Source files: https://github.com/djlofland/DATA607_F2019/tree/master/Assignment2

Instructions

Assignment

Choose six recent popular movies. Ask at least five people that you know (friends, family, classmates, imaginary friends) to rate each of these movie that they have seen on a scale of 1 to 5. Take the results (observations) and store them in a SQL database. Load the information into an R dataframe. Your deliverables should include your SQL scripts and your R Markdown code, posted to GitHub. This is by design a very open ended assignment. A variety of reasonable approaches are acceptable. You can (and should) blank out your SQL password if your solution requires it; otherwise, full credit requires that your code is “reproducible,” with the assumption that I have the same database server and R software.

Survey Link

This is the survey I shared with friends and family. I created it with SurveyMonkey and shared the link via FB, email , Slack and text.

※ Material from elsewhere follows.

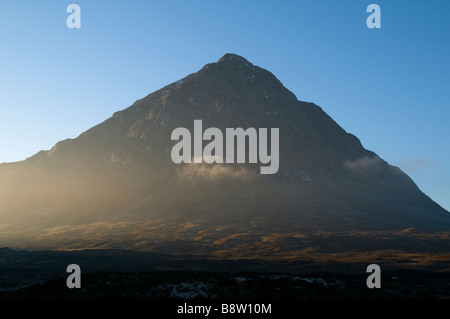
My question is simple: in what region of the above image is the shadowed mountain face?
[0,54,450,255]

https://www.surveymonkey.com/r/CJLZBRL

Setup Project

Load Libraries

library(formattable) # Format output options: percent()
library(lubridate)   # Date types and processing

## 
## Attaching package: 'lubridate'

## The following object is masked from 'package:base':
## 
##     date

library(tidyverse)   # Tidyverse

## ── Attaching packages ─────────────────────────────────────────────────────────────────────────── tidyverse 1.2.1 ──

## ✔ ggplot2 3.2.1     ✔ purrr   0.3.2
## ✔ tibble  2.1.3     ✔ dplyr   0.8.3
## ✔ tidyr   0.8.3     ✔ stringr 1.4.0
## ✔ readr   1.3.1     ✔ forcats 0.4.0

## ── Conflicts ────────────────────────────────────────────────────────────────────────────── tidyverse_conflicts() ──
## ✖ lubridate::as.difftime() masks base::as.difftime()
## ✖ lubridate::date()        masks base::date()
## ✖ dplyr::filter()          masks stats::filter()
## ✖ lubridate::intersect()   masks base::intersect()
## ✖ dplyr::lag()             masks stats::lag()
## ✖ lubridate::setdiff()     masks base::setdiff()
## ✖ lubridate::union()       masks base::union()

library(RMySQL)      # Older MysQL library (note: I could NOT get the RMariaDB lib to work)

## Loading required package: DBI

library(ggmosaic)    # Mosaic plots in ggplot2: geom_mosaic
library(gridExtra)   # Layout plots

## 
## Attaching package: 'gridExtra'

## The following object is masked from 'package:dplyr':
## 
##     combine

Helper function to load SQL

getSQL <- function(filepath) {
  con = file(filepath, "r")
  sql.string <- ""

  while (TRUE) {
    line <- readLines(con, n = 1)

    if ( length(line) == 0 ) {
      break
    }

    sql.string <- paste(sql.string, line)
  }

  close(con)
  return(sql.string)
}

Setup of .Renvron variables

To prevent sensitive information from being exposed, I created a file called .Renviron in my home directory. RStudio will read this file and load system environment variables. We can then just use Sys.getenv(“VAR_NAME”) to reference the value without exposing it.

Renviron settings

Load Survey Data to DB

Connect to DB

# Connect to our MySQL DB
con <- dbConnect(RMySQL::MySQL(), user=Sys.getenv("MYSQL_USER"), password=Sys.getenv("MYSQL_PASSWORD"), host=Sys.getenv("MYSQL_HOST"))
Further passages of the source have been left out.